Last March, Tribune merged the broadcast and interactive operations of its Miami television station, WSFL-TV with the South Florida Sun-Sentinel in Fort Lauderdale.
The goal, said Sun-Sentinel President and Publisher Howard Greenberg, is to woo more viewers and advertisers and attract more Web traffic.
“It’s very indicative of the creative thinking of the new management in Tribune Co,” he said. Greenberg, who also serves as interim publisher of the Orlando (Fla.) Sentinel, was named general manager of WSFL as part of the combination.
“They are rethinking the entire media business and what we need to do be successful in the future.”
About 40 people who work for the station, a CW affiliate, will move into the Sun-Sentinel’s building later this year. It’s the first time Tribune blended television, print and online operations under one roof, Greenberg said.

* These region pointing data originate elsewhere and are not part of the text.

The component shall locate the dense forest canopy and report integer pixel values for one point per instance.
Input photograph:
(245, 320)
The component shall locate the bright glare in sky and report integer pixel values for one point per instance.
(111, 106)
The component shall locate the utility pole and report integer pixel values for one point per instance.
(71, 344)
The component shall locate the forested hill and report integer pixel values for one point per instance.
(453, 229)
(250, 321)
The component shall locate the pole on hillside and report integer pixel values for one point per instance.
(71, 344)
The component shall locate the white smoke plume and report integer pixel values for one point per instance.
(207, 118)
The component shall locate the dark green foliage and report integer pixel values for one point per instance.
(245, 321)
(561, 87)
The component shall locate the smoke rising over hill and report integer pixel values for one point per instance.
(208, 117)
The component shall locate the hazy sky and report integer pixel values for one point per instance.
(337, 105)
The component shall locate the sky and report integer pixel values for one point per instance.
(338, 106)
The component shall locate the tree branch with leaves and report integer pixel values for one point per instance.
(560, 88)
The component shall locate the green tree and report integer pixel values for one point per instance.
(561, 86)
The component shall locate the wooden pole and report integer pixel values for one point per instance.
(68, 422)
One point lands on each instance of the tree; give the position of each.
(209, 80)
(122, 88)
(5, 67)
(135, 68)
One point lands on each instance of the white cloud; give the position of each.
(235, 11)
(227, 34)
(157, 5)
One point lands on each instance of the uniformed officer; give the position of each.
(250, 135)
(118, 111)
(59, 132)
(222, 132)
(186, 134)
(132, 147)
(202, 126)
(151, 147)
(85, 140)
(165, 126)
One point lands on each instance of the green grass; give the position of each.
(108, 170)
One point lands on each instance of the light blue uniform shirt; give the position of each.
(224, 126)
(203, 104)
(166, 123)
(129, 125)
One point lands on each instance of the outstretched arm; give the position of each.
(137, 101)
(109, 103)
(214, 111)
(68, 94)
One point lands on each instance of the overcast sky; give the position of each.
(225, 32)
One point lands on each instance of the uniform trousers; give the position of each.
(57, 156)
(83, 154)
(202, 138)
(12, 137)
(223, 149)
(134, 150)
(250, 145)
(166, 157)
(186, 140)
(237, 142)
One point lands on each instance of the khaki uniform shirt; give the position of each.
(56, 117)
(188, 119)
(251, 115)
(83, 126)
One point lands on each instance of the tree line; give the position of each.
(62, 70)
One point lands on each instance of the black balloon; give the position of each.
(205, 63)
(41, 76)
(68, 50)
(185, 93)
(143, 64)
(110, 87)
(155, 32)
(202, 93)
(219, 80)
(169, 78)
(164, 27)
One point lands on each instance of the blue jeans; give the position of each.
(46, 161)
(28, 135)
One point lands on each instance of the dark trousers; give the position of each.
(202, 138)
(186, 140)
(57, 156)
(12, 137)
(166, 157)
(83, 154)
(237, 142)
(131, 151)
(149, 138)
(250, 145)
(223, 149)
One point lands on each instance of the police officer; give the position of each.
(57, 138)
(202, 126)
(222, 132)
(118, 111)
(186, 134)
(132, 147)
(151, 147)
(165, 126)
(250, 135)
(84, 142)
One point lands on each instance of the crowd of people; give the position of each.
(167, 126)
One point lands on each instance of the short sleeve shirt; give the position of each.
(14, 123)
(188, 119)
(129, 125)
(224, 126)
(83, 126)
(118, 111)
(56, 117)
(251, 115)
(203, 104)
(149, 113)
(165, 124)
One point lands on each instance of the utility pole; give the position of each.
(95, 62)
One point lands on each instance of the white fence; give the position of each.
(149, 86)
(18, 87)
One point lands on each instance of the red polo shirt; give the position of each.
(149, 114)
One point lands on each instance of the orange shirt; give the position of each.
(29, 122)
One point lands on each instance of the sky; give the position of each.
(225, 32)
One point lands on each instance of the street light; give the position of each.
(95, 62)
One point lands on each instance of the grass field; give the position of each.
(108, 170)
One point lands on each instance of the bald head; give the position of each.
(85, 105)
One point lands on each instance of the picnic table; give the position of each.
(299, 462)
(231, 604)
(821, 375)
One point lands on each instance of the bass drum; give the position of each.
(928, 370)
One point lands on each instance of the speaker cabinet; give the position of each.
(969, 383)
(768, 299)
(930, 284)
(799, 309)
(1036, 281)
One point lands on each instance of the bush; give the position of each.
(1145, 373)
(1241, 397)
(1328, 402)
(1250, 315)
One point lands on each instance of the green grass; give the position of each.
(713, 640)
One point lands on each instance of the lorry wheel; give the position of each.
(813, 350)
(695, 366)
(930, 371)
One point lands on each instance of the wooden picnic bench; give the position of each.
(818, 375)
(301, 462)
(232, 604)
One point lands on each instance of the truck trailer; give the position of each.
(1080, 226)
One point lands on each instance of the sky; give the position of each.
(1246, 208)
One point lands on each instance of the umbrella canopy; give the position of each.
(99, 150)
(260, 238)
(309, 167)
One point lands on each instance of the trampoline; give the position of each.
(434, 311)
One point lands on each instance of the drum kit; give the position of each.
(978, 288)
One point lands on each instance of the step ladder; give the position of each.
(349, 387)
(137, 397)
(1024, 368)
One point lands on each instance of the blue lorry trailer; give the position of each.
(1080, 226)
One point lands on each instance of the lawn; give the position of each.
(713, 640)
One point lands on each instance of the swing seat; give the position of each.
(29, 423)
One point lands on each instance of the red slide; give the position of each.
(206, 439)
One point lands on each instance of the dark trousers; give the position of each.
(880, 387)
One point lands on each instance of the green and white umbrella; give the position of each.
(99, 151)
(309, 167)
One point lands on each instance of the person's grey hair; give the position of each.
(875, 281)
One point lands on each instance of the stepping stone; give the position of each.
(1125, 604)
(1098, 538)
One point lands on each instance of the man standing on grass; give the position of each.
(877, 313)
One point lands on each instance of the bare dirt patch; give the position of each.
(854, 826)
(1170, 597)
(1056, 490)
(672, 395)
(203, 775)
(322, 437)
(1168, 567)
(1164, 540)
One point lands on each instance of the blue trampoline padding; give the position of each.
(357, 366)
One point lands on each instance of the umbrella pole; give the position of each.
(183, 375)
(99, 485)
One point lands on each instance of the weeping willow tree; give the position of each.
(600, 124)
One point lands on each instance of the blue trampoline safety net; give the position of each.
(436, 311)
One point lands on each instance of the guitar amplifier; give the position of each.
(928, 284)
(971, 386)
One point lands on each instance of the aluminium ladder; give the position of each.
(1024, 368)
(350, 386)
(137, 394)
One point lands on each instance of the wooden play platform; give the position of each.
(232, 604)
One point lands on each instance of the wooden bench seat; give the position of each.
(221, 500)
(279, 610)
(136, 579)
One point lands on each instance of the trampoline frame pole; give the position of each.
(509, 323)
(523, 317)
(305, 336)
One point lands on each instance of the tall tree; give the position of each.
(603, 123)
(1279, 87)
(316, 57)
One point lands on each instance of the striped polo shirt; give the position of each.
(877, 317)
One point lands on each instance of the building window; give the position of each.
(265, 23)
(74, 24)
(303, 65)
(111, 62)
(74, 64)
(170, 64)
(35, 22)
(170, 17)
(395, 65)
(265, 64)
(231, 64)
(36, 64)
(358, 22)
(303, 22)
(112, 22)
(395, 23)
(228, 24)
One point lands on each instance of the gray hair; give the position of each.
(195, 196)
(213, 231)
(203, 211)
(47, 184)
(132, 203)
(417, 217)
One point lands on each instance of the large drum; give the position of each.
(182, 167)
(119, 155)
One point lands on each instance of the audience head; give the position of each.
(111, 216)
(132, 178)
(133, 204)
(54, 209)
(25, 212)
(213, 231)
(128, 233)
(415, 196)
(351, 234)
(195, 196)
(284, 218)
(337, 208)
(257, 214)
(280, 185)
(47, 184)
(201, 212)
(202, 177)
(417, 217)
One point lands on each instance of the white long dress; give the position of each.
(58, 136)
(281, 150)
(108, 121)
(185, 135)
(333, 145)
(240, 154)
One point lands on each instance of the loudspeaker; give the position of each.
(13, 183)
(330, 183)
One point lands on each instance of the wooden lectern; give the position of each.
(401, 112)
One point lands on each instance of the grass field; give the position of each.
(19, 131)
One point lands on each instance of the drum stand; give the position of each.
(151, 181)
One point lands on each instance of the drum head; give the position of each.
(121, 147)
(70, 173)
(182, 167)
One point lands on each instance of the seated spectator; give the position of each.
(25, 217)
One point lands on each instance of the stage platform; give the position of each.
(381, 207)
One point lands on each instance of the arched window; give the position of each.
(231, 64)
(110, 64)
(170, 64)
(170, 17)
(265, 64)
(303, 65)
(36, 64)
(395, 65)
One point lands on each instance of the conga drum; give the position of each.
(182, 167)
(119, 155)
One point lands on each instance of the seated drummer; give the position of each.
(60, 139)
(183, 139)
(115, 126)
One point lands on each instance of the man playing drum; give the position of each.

“It’s all about integration and leveraging each other’s assets, both in content, promotion and sales,” he said. “It’s also about providing value for our clients that they can’t get anywhere else in the market.”
Multimedia ad packages
Greenberg said that there are tremendous cross-promotional opportunities in offering potential advertisers a one-stop print, broadcast and online package.
“The advertising community wants a lot of things. They want flexibility, so being able to offer an advertiser one contract with all the assets between the newspaper, television station and online is huge to a client,” he said.
The advertising, marketing and research staffs of the TV station and newspaper will remain separate but they are now working side-by-side in the Sun-Sentinel’s building.
Broader range
The merged operations will reach a broader range of demographics, Greenberg said, citing the Sun-Sentinel’s slightly older audience and WSFL’s younger one.
“We’ve now married to each other’s demographics, which gives us a broader range to offer an advertiser,” he said. “It allows others to have more of the same demographic with an overlap in demographics. We are bringing more to the table.”
The Sun-Sentinel will also use its online presence to drive traffic to the WSFL site.
“It’s another avenue to expose our video because the paper’s Web site has a much broader reach than WSFL’s Web site,” Greenberg said. “We think that we can leverage the substantial page views the Sun-Sentinel gets on its Web site into broadening the reach of the WSFL Web site.”
Greenberg said the Sun-Sentinel hit 40 million page views for the first time in March.